Just how long could Sleep Train manage to hold on without good buddy Rush Limbaugh? Barely a week.
In an aback-taking twist to the media story of the week, Rush Limbaugh has reportedly rejected overtures by Sleep Train, a West coast mattress chain, to get back on board with the show after it issued a public declaration last week that it was pulling its ads.
The Blaze and the Los Angeles Times are reporting that Sleep Train got nowhere in seeking a rapprochement with Rush. The Blaze cites an e-mail from the Limbaugh camp taking issue with Sleep Train’s separation statement:
“Unfortunately, your public comments were not well received by our audience, and did not accurately portray either Rush Limbaugh’s character or the intent of his remarks.
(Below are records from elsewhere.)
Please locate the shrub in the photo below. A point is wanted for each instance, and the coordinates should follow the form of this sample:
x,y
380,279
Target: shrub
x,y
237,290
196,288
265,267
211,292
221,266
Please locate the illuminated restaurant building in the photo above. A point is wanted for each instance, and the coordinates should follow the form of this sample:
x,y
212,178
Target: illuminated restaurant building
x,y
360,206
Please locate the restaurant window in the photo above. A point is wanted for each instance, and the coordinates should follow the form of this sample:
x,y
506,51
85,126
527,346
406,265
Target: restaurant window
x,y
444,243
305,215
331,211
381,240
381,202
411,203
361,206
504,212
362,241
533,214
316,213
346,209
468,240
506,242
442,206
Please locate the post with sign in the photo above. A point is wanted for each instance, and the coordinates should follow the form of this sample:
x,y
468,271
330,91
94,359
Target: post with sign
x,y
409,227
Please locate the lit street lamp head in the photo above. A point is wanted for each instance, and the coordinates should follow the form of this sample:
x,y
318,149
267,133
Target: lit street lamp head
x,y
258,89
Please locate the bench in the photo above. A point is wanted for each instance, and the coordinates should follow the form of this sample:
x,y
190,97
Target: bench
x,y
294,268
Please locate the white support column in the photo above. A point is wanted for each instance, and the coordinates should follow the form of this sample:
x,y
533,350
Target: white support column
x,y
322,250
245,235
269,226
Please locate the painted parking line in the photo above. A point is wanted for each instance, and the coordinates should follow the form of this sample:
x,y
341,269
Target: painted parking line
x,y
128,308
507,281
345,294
Thus, we regret to inform you that Rush will be unable to endorse Sleep Train in the future.”
When asked to confirm the reports, Sleep Train PR specialist Jennifer K. Ritchie e-mailed a statement:
“We confirm that Rush Limbaugh will no longer be one of Sleep Train’s radio endorsers.” — Dale Carlsen, CEO and founder of Sleep Train.
There’s an element of finality in that statement, one that was missing from Sleep Train’s previous position. In the aftermath of Limbaugh’s misogynistic remarks about Sandra Fluke — in which the radio host called her a “slut” and a “prostitute” — the company released these words:
“As a diverse company, Sleep Train does not condone such negative comments directed toward any person. We have currently pulled our ads with Rush Limbaugh.”
As the Erik Wemple Blog reported last week, “currently” was the key word in that statement — inserted with the apparent intent to resume the Sleep Train-Limbaugh business relationship, which had lasted more than 25 years.
Carlsen’s firm and Limbaugh had a snug relationship that started back in the mid-1980s in Sacramento, when Limbaugh worked at a local radio station. Carlsen told the Sacramento Bee that Limbaugh remained loyal to Sleep Train even after he hit the big leagues of national syndication. “ ‘I’ll always take care of you,’ ” Carlsen recalled Limbaugh saying.
Limbaugh apparently viewed that relationship as a two-way affair. Perhaps he’s really upset with Sleep Train and CEO Carlsen.
Nah, doubt it. Like most everything that Rush does, this sounds like a calculated and strategic maneuver. How could he possibly have been peeved at Sleep Train’s spanking? All the company said was that Limbaugh had unleashed “negative comments”; that’s not even a condemnation, and Limbaugh himself even apologized for his choice of words. So there’s no bona fide beef here. The best bet is that Limbaugh is sending signals: At a time when reports are circulating that the boycott against the Rush Limbaugh Show is taking a toll, why not make a defiant statement of financial well-being? Especially considering it’s against a regional company.
Plus, the defiance allows Limbaugh to play the game that has built his brand over the years. Instructing his people whom to dislike, that is. Have a look at the e-mail sent to Sleep Train: “Unfortunately, your public comments were not well received by our audience, and did not accurately portray either Rush Limbaugh’s character or the intent of his remarks.” With Limbaugh, it’s always Rush and his audience against the world. And the list of opponents now includes Sleep Train, in addition to Sandra Fluke, the “authorette” of a new book on food, President Obama, the liberal media, and on and on.